We’ve been encoded for years in the UK. The Police system is now also used by fire and ambulance, usually as totally separate systems, but they can be interlinked if necessary. What has happened, as my son is a Police Officer tells me, is that they rarely now even let their radios be heard by the public, and use the plastic tube earpieces. The benefits of secure comms and no public are that they don’t have to be cautious so much. Sensitive info previously had to be sanitised if potential criminals might hear. Things like “xxxx has a habit of saying ‘ you know’ over and over again ”. If he does it’s perhaps ID, but if he doesn’t he may not be who he says. The old procedure was for control to ask “are you 10-8?” The code for can you be overheard. Stuff like this being private over just a few feet is a bonus, via the ear pieces. The encoding also allows senior officers to communicate privately from the ordinary officers, and the security that the bad guys are not listening in means the job is safer. Remote stun and kill of stolen radios is also carried out when they’ve just been misplaced, keeping the channels open. Regular reprogramming is also common. A channel gets taken out of use and a new one created. Here, we never had official eavesdropping from the media. It was done of course, but covertly, as we have laws that mean basically, if you overhear something on a radio not meant for you, you have to keep quiet. Nobody ever gets prosecuted, but the law meant the media can’t chase the a police when things happen. Now it’s impossible and media activities carry on. We have never had what the US had, scanners in the newsroom. In general here, certainly since WW2 is the notion things are private until they’re officially not. Of course we always had enthusiasts listening in. I remember hearing a police call to an incident where a local was always popping up as he had a radio, saying “Mr Mansi, if you’re listening, they have your coat at the Police Station fro last night, you left it behind!” He was a known annoyance, but just one guy, not a whole media army. They sort of put up with him.
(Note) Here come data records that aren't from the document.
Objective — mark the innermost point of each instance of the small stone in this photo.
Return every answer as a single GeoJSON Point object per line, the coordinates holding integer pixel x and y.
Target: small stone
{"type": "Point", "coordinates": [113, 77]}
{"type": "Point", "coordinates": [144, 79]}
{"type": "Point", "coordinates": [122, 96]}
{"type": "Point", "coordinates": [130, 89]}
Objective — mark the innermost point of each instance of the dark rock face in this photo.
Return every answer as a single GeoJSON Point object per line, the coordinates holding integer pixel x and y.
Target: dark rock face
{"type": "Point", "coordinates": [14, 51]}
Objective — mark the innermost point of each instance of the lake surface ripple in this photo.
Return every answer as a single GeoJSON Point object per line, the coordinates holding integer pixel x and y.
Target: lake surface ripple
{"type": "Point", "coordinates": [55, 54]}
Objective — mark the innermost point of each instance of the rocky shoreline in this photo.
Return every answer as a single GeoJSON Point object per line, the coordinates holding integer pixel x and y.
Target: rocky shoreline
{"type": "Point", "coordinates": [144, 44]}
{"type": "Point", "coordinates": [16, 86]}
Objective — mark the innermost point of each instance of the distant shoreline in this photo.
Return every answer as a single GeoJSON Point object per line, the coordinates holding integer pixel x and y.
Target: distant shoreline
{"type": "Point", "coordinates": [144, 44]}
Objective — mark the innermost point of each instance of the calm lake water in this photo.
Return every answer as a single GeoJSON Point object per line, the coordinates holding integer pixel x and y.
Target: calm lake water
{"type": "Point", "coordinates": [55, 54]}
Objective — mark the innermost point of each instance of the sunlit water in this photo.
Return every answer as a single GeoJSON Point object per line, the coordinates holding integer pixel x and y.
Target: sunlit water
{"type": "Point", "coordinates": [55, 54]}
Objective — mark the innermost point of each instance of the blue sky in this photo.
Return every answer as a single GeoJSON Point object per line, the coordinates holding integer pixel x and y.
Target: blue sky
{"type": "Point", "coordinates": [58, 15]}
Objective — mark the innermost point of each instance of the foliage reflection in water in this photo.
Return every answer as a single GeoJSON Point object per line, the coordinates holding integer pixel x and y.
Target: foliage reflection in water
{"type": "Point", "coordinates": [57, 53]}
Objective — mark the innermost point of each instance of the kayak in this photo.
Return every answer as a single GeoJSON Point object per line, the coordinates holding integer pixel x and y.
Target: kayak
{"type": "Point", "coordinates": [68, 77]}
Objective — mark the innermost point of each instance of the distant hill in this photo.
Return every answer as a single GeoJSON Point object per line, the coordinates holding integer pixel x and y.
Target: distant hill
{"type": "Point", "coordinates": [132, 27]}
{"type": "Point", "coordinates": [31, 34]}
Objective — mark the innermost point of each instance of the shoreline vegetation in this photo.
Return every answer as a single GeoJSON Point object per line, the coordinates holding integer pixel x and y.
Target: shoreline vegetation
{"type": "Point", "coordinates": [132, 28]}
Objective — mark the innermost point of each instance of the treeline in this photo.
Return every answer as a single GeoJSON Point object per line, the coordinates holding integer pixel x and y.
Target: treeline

Then one day, the switch was pressed and the emergency services just vanished. People moaned but as what they were doing was illegal, not a thing they could do.
I don’t think any emergency service think encryption is bad. Funny how tapping a phone line is thought of differently to tapping a radio transmission? On the internet, auditors take pictures and video of the police, and often talk loudly about their rights and shame the police for being angry, when what they’re doing is legal. Then the police turn on radio encryption. I can’t say I blame the .
one of the popular UK auditors made the mistake of annoying a scrap yard this week, just by being there, taking video and then getting his drone out and flying over. Five big fellas appeared, blocked his car in, and had ‘words’ with him. He had to call the police, the people he usually tries to run circles around, to rescue him. He has a broken arm. Perhaps auditing people who don’t actually care about the law was a mistake for somebody not too able to protect himself with anything other than a camera and his mouth.